Former students are crucial parts of craniofacial units around the world. Early training expeditions around South East Asia have resulted in competent surgeons that continue to improve the conditions in their respective countries.
When asked how long he will continue – the 70 plus year old has run the unit for close to 40 years – Prof David is philosophical.
“As long as I'm fit. There's an argument – based on the idea that the workingman hates working and he needs a rest. Then they say the professional man might lose his touch and be dangerous.
“There comes a moment when you can't. There's no question about that. If I stop now just because somebody wants me to, it would stop whatever contribution I could make. If I just went fishing, all that information, that corporate memory, would be lost,” he says.
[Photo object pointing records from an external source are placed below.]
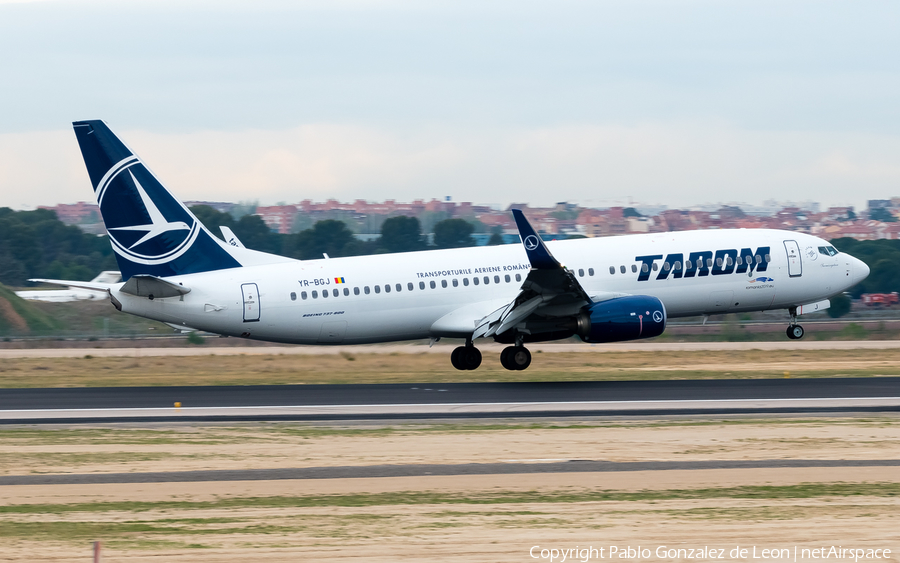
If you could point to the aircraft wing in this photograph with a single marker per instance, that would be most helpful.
(144, 285)
(549, 289)
(93, 286)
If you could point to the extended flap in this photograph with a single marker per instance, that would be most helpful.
(152, 287)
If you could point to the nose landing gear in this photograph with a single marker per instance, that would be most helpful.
(794, 331)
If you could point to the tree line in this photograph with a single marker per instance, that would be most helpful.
(35, 244)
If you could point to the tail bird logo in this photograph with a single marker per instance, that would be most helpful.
(151, 227)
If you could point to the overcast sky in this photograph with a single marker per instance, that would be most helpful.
(600, 103)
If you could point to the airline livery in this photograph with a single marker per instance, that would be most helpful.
(601, 290)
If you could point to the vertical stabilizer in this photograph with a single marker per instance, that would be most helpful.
(151, 231)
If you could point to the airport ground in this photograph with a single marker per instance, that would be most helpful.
(495, 517)
(419, 364)
(846, 494)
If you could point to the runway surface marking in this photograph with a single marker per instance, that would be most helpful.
(424, 470)
(401, 409)
(446, 349)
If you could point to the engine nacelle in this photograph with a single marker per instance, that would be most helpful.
(622, 318)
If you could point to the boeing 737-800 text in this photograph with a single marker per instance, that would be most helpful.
(601, 289)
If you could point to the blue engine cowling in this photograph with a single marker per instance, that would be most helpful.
(622, 318)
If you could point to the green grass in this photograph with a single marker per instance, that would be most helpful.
(38, 321)
(801, 491)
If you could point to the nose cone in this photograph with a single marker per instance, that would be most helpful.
(858, 270)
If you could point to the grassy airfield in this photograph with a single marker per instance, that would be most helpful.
(447, 518)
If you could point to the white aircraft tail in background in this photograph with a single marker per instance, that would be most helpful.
(74, 292)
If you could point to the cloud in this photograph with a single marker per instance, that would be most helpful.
(670, 163)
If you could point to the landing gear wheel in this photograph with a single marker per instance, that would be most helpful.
(504, 358)
(456, 358)
(795, 332)
(515, 358)
(471, 357)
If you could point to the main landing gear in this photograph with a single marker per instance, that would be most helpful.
(794, 331)
(513, 358)
(466, 357)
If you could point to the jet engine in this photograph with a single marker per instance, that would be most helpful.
(622, 318)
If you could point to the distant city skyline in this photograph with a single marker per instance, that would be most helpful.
(661, 102)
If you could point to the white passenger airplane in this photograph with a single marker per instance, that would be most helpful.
(601, 289)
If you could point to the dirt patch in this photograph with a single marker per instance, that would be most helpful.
(449, 518)
(12, 317)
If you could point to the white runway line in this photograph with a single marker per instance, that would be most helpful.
(454, 408)
(446, 348)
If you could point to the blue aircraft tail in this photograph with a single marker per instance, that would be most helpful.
(151, 232)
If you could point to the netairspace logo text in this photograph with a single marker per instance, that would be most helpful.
(663, 552)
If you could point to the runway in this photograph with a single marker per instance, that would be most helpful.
(462, 400)
(422, 470)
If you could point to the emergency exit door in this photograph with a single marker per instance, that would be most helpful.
(795, 267)
(251, 302)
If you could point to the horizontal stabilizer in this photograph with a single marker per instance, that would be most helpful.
(93, 286)
(150, 286)
(230, 237)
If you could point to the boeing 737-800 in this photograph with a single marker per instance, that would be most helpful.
(600, 289)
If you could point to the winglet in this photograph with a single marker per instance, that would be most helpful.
(538, 253)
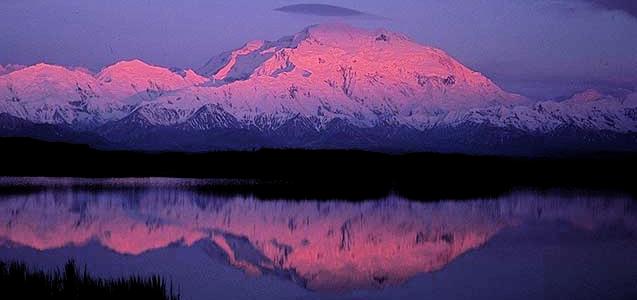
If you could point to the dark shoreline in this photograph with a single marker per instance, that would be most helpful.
(19, 281)
(327, 174)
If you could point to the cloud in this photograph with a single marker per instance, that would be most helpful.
(323, 10)
(627, 6)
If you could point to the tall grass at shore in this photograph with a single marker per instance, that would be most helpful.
(17, 281)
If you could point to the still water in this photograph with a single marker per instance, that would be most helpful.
(523, 245)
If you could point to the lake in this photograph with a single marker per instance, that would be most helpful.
(525, 244)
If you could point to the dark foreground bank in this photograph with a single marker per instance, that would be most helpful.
(21, 282)
(299, 174)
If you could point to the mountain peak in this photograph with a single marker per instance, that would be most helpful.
(344, 32)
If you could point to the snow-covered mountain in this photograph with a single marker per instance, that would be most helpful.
(326, 86)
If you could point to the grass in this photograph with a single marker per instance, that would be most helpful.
(17, 281)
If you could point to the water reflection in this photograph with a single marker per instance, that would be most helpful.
(323, 246)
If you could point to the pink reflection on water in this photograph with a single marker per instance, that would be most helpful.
(327, 245)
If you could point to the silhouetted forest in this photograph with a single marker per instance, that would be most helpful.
(302, 174)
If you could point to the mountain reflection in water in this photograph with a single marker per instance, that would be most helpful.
(323, 246)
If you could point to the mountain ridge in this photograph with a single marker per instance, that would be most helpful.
(369, 88)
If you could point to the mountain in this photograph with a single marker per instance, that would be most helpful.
(328, 86)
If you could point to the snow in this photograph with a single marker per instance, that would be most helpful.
(325, 72)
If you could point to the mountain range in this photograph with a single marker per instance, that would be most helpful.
(328, 86)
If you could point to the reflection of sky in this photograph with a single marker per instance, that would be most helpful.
(323, 246)
(544, 47)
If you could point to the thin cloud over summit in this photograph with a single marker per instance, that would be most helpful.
(323, 10)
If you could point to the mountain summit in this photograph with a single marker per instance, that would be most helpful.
(327, 86)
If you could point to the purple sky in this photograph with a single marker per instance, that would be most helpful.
(542, 48)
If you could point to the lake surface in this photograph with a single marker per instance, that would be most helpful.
(523, 245)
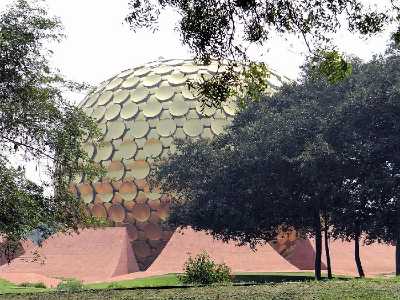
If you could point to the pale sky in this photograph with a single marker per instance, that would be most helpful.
(99, 44)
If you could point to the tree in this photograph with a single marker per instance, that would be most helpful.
(224, 29)
(37, 123)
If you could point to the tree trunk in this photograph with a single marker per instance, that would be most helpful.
(327, 254)
(357, 255)
(398, 256)
(318, 249)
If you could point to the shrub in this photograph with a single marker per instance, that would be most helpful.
(39, 285)
(70, 285)
(203, 270)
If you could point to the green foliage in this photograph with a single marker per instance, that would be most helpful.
(34, 285)
(203, 270)
(70, 285)
(37, 124)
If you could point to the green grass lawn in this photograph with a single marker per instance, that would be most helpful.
(308, 289)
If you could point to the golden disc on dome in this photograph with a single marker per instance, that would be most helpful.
(141, 197)
(115, 130)
(142, 71)
(99, 211)
(177, 78)
(89, 149)
(152, 108)
(139, 169)
(98, 112)
(91, 100)
(205, 110)
(115, 170)
(86, 192)
(112, 112)
(104, 98)
(152, 147)
(188, 68)
(179, 106)
(139, 94)
(104, 151)
(189, 93)
(127, 149)
(138, 129)
(130, 82)
(218, 125)
(152, 231)
(125, 73)
(193, 127)
(166, 127)
(116, 213)
(163, 69)
(230, 107)
(121, 96)
(128, 191)
(151, 80)
(104, 190)
(164, 93)
(116, 82)
(129, 110)
(141, 212)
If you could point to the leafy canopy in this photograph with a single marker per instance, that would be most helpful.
(37, 124)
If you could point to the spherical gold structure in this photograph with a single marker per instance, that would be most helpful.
(141, 112)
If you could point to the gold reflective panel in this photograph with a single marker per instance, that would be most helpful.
(116, 213)
(152, 148)
(218, 125)
(139, 94)
(177, 78)
(152, 108)
(104, 98)
(112, 112)
(138, 169)
(179, 107)
(115, 170)
(116, 82)
(104, 190)
(98, 112)
(163, 69)
(128, 191)
(104, 151)
(142, 71)
(166, 127)
(127, 149)
(164, 93)
(193, 127)
(120, 96)
(139, 129)
(115, 130)
(130, 82)
(151, 80)
(86, 192)
(129, 110)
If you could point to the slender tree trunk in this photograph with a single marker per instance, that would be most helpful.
(327, 253)
(357, 254)
(318, 247)
(398, 256)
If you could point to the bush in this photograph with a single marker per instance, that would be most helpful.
(203, 270)
(39, 285)
(70, 285)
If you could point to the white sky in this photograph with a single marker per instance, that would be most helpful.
(99, 44)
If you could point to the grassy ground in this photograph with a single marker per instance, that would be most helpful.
(332, 289)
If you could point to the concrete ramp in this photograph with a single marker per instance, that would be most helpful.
(91, 255)
(187, 243)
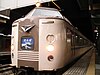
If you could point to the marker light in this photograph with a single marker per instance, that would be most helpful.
(50, 48)
(50, 38)
(38, 4)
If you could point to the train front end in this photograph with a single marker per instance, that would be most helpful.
(39, 42)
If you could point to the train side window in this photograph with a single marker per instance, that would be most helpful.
(27, 43)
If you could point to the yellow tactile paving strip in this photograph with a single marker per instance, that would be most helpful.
(91, 68)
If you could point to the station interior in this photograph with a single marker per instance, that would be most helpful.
(83, 14)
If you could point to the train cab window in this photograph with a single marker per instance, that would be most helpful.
(45, 12)
(27, 43)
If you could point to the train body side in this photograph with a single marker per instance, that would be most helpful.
(45, 43)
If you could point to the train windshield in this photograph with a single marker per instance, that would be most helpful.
(48, 12)
(27, 43)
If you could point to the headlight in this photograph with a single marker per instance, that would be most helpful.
(50, 47)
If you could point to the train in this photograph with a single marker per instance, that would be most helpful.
(45, 40)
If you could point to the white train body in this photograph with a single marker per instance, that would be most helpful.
(45, 41)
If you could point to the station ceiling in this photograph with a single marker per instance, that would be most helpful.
(77, 11)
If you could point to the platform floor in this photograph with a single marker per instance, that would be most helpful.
(97, 65)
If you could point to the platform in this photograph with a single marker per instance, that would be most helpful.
(84, 66)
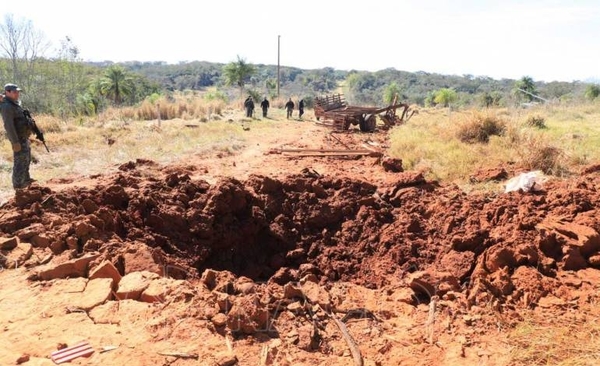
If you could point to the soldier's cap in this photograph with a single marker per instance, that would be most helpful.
(11, 87)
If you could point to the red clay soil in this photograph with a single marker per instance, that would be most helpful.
(271, 264)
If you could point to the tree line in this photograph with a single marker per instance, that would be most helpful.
(65, 85)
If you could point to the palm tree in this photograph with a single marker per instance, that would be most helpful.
(526, 86)
(592, 91)
(238, 72)
(116, 84)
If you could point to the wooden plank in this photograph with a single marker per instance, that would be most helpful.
(82, 349)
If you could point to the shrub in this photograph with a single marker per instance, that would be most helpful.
(535, 120)
(479, 127)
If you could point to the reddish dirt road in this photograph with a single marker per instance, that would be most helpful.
(261, 258)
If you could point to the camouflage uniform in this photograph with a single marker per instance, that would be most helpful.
(18, 131)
He argues that he's not there yet. And when he can't perform surgery anymore, he'll contribute in other ways – because anything else would be shunning the responsibility he has.
“You can change the nature of what you do,” Prof David says. “When I can't give my best, I'll give a little less than my best in an area where it doesn't matter, and then I'll stop.”
It could be tomorrow, but he doesn't think so. Doubtless, the Australian Craniofacial Unit would continue. For every single discipline involved, he and his team has ensured that succession is planned well ahead of time.
As the Professor reflects on his career, he sees a life well lived. It has involved sacrifices, and it's not as glamorous or lucrative as other medical professions, but it's worth it.
“It's the most satisfying, most productive way. The amount of income you have is lovely. It's just enough. Your superannuation will be okay. You'll get there. You can have a nice room, you can have the things of this world. You don't have to be greedy. You don't have to be driving this awful, damn machine.
“A lot of my colleagues have started to see that and they've joined in. They see what a good life you have. You have an international reputation. You're respected at all levels.”
His motivation has always been obvious: partly because the work is important, partly because it is challenging, but mostly because of his patients.
“The thought that you can take people that otherwise would not have a life, who now have a potential life. You can come to us, you're treated properly: now you can go to university. You can have a job. You can have a partner, you can have a sex life. You can have all of that if you're managed properly.
“I get a lot of satisfaction out of that thought.”